DDoS and data leakage: pressure tactics that go hand in hand with ransomware
Because although official advice is not to pay ransoms, cyber criminals obviously see things differently. And to tip the balance in their favour, they will devise and use additional pressure tactics. In 2018, patient data from around 20 Finnish psychotherapy centres was stolen. But when the company hit by the theft refused to pay the ransom to get the data back, the cyber-criminals turned to... the patients themselves, threatening to make the data public. This is the start of a trend towards the threat of data disclosure. It is a means of pressure that complements – or can sometimes now even replace – encryption as a way of forcing companies (and individuals) to pay ransoms. “Cybercriminals have noticed that some targets are resistant to ransomware,” explains Renaud Feil, CEO and co-founder of Synacktiv, a company specialising in security audits. They have effective backups in place. So the hackers had to come up with something else.” In practical terms, this means targeting companies which place a high value on reputation and confidentiality issues, such as law firms or accounting firms. And the threat can also become a threat of encryption. In this innovative new process, cybercriminals demand a ransom... for not encrypting your data. This is the reward without the effort that cybercriminals are seeking, relying solely on the fear they instil in their targets. There is no guarantee they will be able to carry out their threat… but would you take the risk?
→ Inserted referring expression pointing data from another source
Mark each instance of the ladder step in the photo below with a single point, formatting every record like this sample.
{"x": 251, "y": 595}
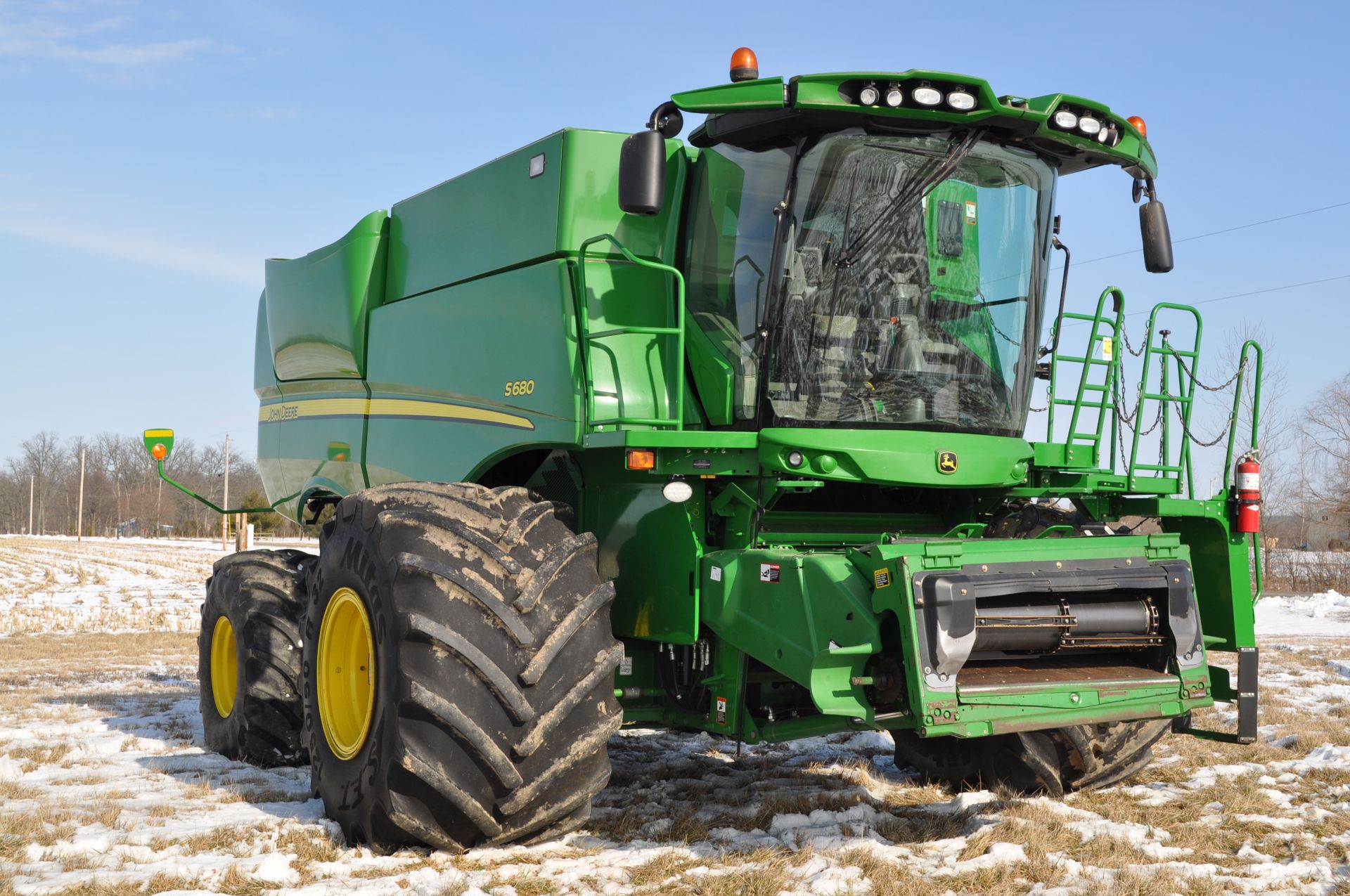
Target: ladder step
{"x": 645, "y": 331}
{"x": 635, "y": 422}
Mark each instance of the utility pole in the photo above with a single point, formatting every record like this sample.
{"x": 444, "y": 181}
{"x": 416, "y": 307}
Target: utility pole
{"x": 80, "y": 507}
{"x": 224, "y": 501}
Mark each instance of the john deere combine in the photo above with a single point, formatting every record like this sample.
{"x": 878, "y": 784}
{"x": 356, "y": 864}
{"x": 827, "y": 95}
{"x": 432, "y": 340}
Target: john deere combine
{"x": 726, "y": 435}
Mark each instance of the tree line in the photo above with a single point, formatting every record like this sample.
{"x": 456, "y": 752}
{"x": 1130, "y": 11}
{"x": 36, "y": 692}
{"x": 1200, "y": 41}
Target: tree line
{"x": 123, "y": 493}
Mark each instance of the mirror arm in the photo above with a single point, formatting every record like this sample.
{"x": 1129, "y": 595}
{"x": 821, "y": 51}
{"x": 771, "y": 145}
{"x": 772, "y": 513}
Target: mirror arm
{"x": 1064, "y": 290}
{"x": 192, "y": 494}
{"x": 667, "y": 120}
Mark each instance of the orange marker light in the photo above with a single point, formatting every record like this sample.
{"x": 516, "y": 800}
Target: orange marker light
{"x": 641, "y": 459}
{"x": 744, "y": 65}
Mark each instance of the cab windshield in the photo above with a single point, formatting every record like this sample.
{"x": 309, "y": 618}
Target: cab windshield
{"x": 913, "y": 275}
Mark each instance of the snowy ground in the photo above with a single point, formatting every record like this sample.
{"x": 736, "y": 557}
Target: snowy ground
{"x": 104, "y": 585}
{"x": 104, "y": 787}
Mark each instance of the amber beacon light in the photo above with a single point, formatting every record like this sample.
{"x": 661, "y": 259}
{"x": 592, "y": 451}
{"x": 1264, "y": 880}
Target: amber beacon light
{"x": 744, "y": 65}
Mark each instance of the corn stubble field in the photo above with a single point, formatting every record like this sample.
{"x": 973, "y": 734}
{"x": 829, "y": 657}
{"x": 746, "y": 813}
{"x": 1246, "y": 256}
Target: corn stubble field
{"x": 105, "y": 788}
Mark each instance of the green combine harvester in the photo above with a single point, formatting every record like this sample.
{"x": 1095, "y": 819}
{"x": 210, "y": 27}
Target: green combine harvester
{"x": 728, "y": 435}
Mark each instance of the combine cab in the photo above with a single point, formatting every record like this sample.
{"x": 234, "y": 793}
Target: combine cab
{"x": 729, "y": 436}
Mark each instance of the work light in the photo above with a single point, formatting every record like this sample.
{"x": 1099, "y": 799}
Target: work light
{"x": 928, "y": 96}
{"x": 960, "y": 100}
{"x": 678, "y": 491}
{"x": 1065, "y": 119}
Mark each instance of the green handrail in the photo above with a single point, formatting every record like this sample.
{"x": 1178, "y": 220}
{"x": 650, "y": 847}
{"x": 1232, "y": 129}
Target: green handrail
{"x": 1106, "y": 389}
{"x": 1250, "y": 346}
{"x": 675, "y": 369}
{"x": 1184, "y": 397}
{"x": 1237, "y": 405}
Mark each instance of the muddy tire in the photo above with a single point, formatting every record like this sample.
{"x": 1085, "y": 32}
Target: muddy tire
{"x": 249, "y": 658}
{"x": 491, "y": 695}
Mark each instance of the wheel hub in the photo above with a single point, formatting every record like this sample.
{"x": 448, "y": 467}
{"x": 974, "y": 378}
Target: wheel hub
{"x": 346, "y": 674}
{"x": 224, "y": 667}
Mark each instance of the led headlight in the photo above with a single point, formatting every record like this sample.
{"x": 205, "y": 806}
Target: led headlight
{"x": 927, "y": 96}
{"x": 678, "y": 491}
{"x": 1065, "y": 119}
{"x": 960, "y": 100}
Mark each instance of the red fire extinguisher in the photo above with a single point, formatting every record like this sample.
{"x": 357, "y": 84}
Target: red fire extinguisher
{"x": 1248, "y": 495}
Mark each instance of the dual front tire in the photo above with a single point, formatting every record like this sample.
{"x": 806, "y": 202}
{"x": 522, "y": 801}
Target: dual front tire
{"x": 456, "y": 668}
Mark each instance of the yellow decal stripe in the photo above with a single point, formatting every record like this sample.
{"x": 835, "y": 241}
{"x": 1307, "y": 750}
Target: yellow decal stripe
{"x": 281, "y": 412}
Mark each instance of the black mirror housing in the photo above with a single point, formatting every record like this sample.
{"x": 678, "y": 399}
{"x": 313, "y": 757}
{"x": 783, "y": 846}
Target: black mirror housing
{"x": 1157, "y": 238}
{"x": 641, "y": 173}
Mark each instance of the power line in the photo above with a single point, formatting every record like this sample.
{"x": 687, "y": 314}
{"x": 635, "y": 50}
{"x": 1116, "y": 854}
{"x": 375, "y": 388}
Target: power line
{"x": 1221, "y": 299}
{"x": 1228, "y": 230}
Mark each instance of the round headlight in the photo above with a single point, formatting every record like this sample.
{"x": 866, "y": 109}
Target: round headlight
{"x": 927, "y": 96}
{"x": 960, "y": 100}
{"x": 1065, "y": 119}
{"x": 678, "y": 491}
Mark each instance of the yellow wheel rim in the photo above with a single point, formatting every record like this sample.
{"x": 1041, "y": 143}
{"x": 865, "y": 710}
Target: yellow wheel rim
{"x": 224, "y": 667}
{"x": 346, "y": 674}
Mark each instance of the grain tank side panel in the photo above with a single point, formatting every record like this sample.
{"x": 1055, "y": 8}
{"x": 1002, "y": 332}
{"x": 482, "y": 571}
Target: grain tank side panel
{"x": 470, "y": 372}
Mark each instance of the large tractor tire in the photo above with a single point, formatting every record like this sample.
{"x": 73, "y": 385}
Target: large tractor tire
{"x": 459, "y": 668}
{"x": 249, "y": 658}
{"x": 1050, "y": 761}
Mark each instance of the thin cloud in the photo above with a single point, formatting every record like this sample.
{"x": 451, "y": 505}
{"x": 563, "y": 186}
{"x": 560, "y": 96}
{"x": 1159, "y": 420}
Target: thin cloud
{"x": 173, "y": 257}
{"x": 60, "y": 41}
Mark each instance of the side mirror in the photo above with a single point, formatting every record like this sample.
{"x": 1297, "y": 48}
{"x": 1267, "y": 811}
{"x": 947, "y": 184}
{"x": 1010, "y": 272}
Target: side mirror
{"x": 158, "y": 443}
{"x": 1157, "y": 238}
{"x": 1153, "y": 226}
{"x": 641, "y": 173}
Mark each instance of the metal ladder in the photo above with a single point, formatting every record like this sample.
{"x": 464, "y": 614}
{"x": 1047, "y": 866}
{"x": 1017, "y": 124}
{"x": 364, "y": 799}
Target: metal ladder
{"x": 675, "y": 362}
{"x": 1105, "y": 393}
{"x": 1176, "y": 374}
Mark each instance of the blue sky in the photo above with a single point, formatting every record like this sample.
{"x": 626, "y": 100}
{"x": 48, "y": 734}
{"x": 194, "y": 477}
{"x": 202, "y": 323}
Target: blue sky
{"x": 155, "y": 152}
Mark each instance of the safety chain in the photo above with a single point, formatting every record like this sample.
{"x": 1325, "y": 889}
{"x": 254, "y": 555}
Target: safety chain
{"x": 1197, "y": 439}
{"x": 1125, "y": 335}
{"x": 1195, "y": 379}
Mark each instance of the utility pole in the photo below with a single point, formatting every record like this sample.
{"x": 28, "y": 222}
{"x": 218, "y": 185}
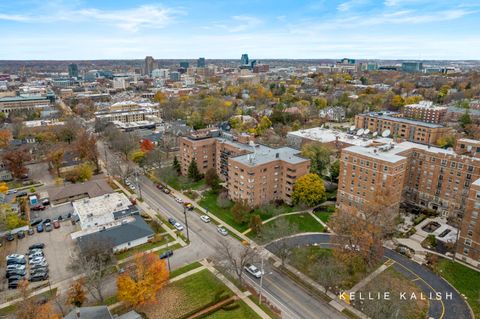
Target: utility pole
{"x": 261, "y": 283}
{"x": 186, "y": 220}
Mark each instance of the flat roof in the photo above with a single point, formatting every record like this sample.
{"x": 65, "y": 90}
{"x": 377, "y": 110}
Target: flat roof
{"x": 324, "y": 135}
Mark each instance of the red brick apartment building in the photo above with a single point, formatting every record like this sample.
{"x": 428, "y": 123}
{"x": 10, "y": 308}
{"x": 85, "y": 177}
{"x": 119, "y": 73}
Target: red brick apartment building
{"x": 410, "y": 130}
{"x": 255, "y": 173}
{"x": 429, "y": 177}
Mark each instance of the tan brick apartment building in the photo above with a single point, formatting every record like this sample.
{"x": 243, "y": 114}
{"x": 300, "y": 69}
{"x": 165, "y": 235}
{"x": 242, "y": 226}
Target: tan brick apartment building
{"x": 429, "y": 177}
{"x": 255, "y": 173}
{"x": 410, "y": 130}
{"x": 425, "y": 111}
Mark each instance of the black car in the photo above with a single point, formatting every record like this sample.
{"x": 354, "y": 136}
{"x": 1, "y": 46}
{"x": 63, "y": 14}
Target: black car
{"x": 37, "y": 246}
{"x": 166, "y": 254}
{"x": 39, "y": 277}
{"x": 36, "y": 222}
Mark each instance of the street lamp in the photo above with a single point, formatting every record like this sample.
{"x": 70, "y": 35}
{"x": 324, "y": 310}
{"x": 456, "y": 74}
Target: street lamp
{"x": 186, "y": 220}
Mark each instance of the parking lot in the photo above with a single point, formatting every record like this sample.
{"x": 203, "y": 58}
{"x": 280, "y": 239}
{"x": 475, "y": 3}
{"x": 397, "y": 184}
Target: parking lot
{"x": 58, "y": 249}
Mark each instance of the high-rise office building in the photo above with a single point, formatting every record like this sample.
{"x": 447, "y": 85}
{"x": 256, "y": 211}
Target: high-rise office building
{"x": 149, "y": 65}
{"x": 73, "y": 70}
{"x": 201, "y": 63}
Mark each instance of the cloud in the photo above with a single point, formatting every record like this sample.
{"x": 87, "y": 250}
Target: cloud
{"x": 132, "y": 19}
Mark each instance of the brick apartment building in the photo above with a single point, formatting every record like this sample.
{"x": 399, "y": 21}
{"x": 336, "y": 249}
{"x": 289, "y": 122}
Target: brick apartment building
{"x": 425, "y": 111}
{"x": 410, "y": 130}
{"x": 255, "y": 173}
{"x": 425, "y": 176}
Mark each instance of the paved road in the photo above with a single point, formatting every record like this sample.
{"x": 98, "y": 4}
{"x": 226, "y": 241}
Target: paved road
{"x": 205, "y": 242}
{"x": 427, "y": 281}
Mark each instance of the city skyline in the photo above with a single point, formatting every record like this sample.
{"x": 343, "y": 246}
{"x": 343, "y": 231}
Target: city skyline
{"x": 364, "y": 29}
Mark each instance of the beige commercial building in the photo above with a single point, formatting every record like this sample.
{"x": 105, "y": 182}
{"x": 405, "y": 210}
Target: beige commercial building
{"x": 254, "y": 173}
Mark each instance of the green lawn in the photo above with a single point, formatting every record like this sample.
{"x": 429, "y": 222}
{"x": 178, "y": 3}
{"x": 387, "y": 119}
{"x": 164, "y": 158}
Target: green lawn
{"x": 464, "y": 279}
{"x": 242, "y": 312}
{"x": 184, "y": 269}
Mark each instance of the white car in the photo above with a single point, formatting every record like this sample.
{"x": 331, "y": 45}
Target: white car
{"x": 253, "y": 270}
{"x": 222, "y": 231}
{"x": 205, "y": 218}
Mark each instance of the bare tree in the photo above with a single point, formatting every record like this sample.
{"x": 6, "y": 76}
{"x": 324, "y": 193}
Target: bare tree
{"x": 94, "y": 260}
{"x": 234, "y": 261}
{"x": 280, "y": 228}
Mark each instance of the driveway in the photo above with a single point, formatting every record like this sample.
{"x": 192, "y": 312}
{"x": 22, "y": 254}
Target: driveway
{"x": 426, "y": 280}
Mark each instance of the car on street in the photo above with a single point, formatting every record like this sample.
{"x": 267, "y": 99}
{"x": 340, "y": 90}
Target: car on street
{"x": 36, "y": 222}
{"x": 48, "y": 227}
{"x": 41, "y": 276}
{"x": 205, "y": 218}
{"x": 37, "y": 207}
{"x": 253, "y": 270}
{"x": 166, "y": 254}
{"x": 222, "y": 231}
{"x": 36, "y": 246}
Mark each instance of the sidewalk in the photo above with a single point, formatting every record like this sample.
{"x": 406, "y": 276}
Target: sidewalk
{"x": 242, "y": 295}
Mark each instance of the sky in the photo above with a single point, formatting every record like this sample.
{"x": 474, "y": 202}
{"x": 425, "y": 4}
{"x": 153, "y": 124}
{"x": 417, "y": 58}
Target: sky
{"x": 294, "y": 29}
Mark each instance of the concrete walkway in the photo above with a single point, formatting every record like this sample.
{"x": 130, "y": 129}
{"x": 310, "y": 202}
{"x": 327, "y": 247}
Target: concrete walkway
{"x": 242, "y": 295}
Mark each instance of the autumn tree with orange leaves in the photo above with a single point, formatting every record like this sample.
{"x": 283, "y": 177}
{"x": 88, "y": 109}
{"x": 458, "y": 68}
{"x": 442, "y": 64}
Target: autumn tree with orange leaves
{"x": 140, "y": 285}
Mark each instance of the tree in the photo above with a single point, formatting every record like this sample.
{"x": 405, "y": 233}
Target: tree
{"x": 309, "y": 189}
{"x": 86, "y": 147}
{"x": 94, "y": 260}
{"x": 147, "y": 146}
{"x": 193, "y": 172}
{"x": 140, "y": 285}
{"x": 5, "y": 138}
{"x": 15, "y": 161}
{"x": 240, "y": 212}
{"x": 176, "y": 165}
{"x": 319, "y": 156}
{"x": 212, "y": 179}
{"x": 76, "y": 293}
{"x": 233, "y": 260}
{"x": 255, "y": 224}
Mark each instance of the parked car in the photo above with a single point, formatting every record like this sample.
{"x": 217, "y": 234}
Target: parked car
{"x": 39, "y": 277}
{"x": 253, "y": 270}
{"x": 205, "y": 218}
{"x": 37, "y": 207}
{"x": 37, "y": 246}
{"x": 36, "y": 222}
{"x": 222, "y": 231}
{"x": 48, "y": 227}
{"x": 166, "y": 254}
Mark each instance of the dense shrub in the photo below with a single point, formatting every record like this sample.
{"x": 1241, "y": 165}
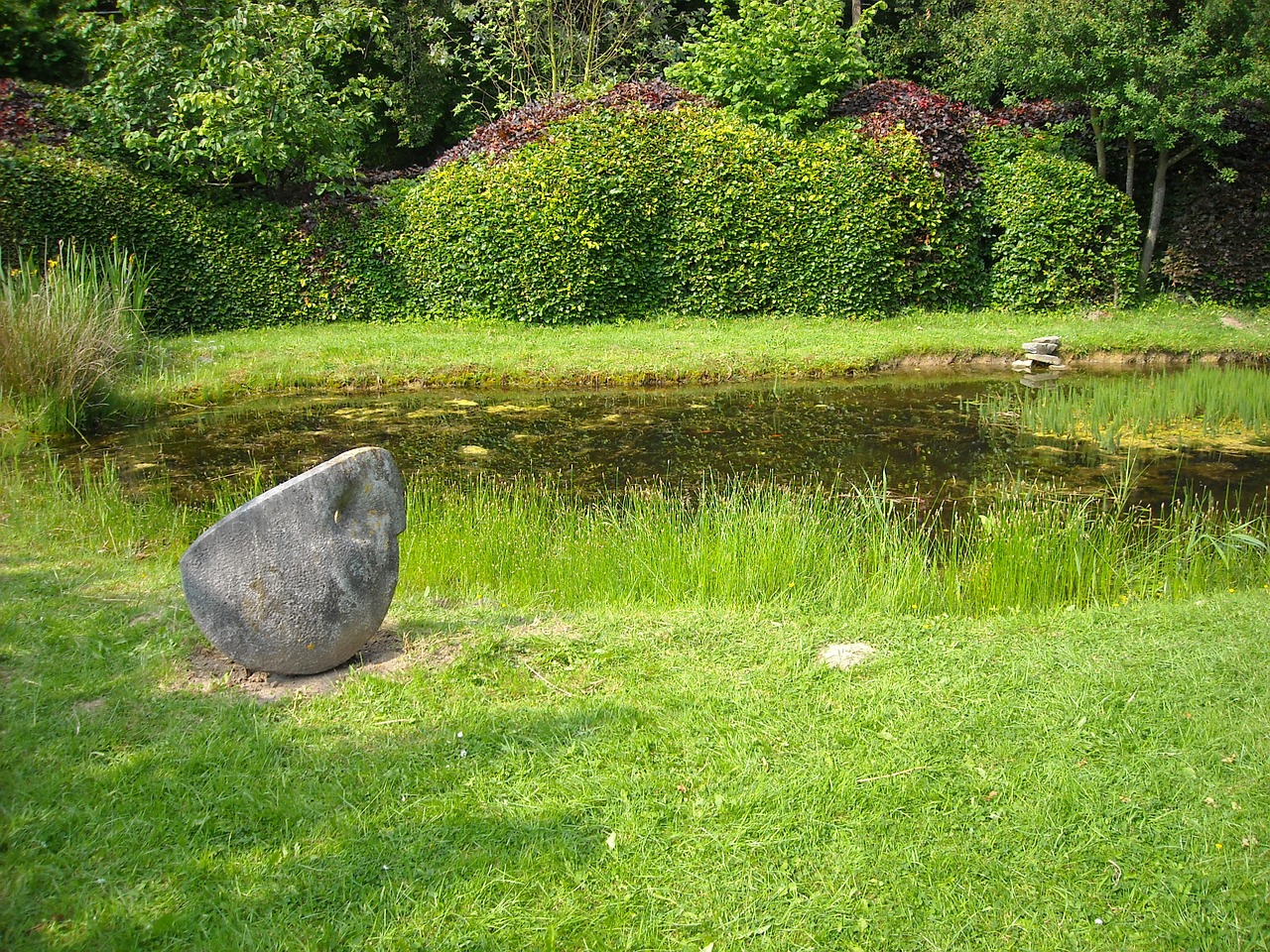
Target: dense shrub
{"x": 1219, "y": 246}
{"x": 216, "y": 263}
{"x": 1058, "y": 234}
{"x": 23, "y": 117}
{"x": 1219, "y": 241}
{"x": 943, "y": 126}
{"x": 616, "y": 213}
{"x": 531, "y": 121}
At the same time, as Edouard Simpère notes, cyber-criminal groups’ methods became more professional in 2021, including the pressure tactics adopted: “Their financial resources are now such that they can afford to develop new methodologies. For some groups, we’re talking about several tens or even hundreds of millions of euros of firepower.” This is leading to another trend: the ability to carry out two types of attack simultaneously: a ransomware attack followed by a DDoS attack. By making sites unavailable, cyber-criminals increase the pressure on companies to pay. This principle of “double extortion” is estimated to have earned cybercrime groups over $45 million in 2021, with Conti leading the way, followed by REvil and DarkSide.
So the era of ransomware is far from over. And it spares no one. From very small businesses to large international groups, the entire global economic fabric is a potential target. Yet according to specialist insurer Cybercover, SMEs are the companies most at risk: almost 60% of victims of cyberattacks are small and medium-sized enterprises. Fortunately, there are ways of protecting yourself. And the cybersecurity ecosystem is also starting to get its act together. “Today, there are many companies that have not experienced a major incident, despite attempts,” Renaud Feil points out. “A company that makes systematic and rigorous security efforts will discourage attackers, who will move on to other targets... The whole aim, then, is to strengthen your system, whatever the size of your company.”